Se pueden cometer muchos tipos de errores. Y se
puede corregir también de muchas maneras. A todos nos suena la cita de
Mateo que habla de la corrección fraterna y que comienza: “Si tu hermano peca contra ti, repréndelo estando los dos a solas."
Leo la cita despacio, recuerdo momentos de mi vida en los
cuáles corregí o me han corregido, me detengo en tantos ejemplos, y me
pregunto cómo quiere Dios que yo corrija a otro. Es más, pienso si Dios
hablaría de error o de pecado como yo lo hago. Puede que simplemente
Él fuese en ocasiones más benévolo que yo y que sea entonces su
espíritu quien pueda ayudarme a buscar luz en este tema, quien me anima a no
usar el boli rojo para llenar de tachones el folio del otro.
Repréndelo a solas, dice, porque corregir es un acto de
intimidad, de humildad, de confianza, de ayuda sincera. Y se da el encuentro
profundo y verdadero al poner el centro en el otro más que en uno mismo; al
quererle bien, al ponerme en su lugar. Hasta aquí, no parece del todo fácil.
La cita continúa: "Si
te hace caso, has salvado a tu hermano."
Y es que corregir tiene ese poder, el de salvar.

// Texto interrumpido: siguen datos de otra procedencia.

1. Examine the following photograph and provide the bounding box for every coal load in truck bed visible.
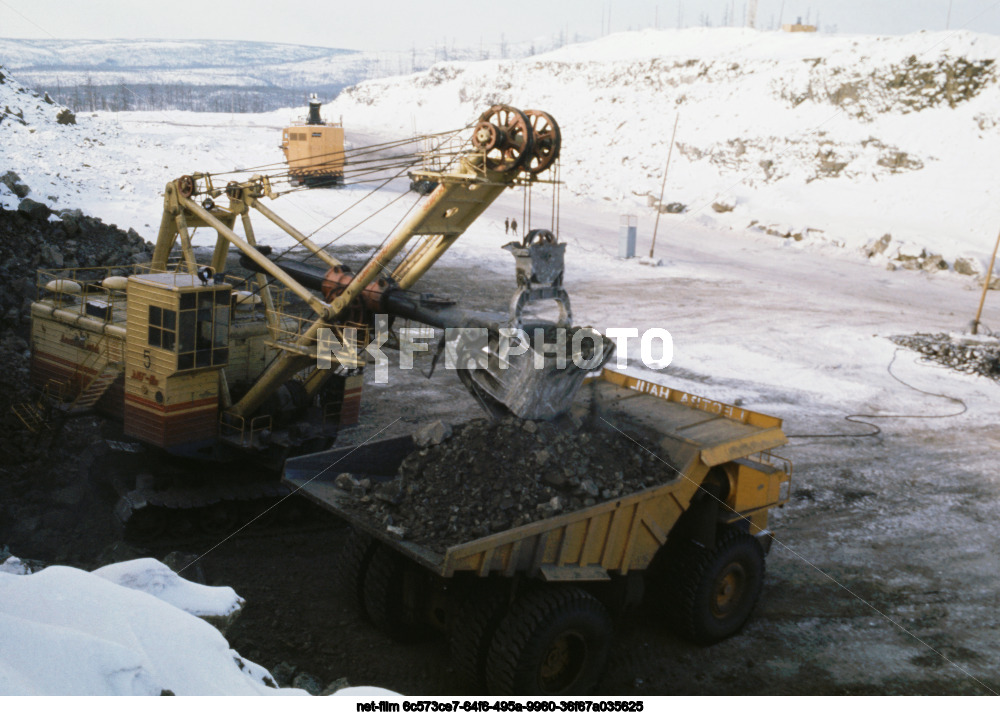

Pero no de
cualquier forma. La cuestión no es si el hermano hace caso, creo yo. Sino si yo
soy capaz de acercarme al otro y practicar esa manera de mirar de Dios, si
consigo distanciarme de ese modo que tiene de hablar mi propio ego, si logro no
cuestionar desde mi enfado sino desde la bendición al otro.
¿Desde dónde? y ¿para qué?, dicen algunos. No para sentirnos
salvadores últimos de la gente que nos rodea, no para creernos superiores a
nadie; al contrario, para sentirnos más hermanos, y para sostenernos unos a
otros desde lo más débil de cada uno.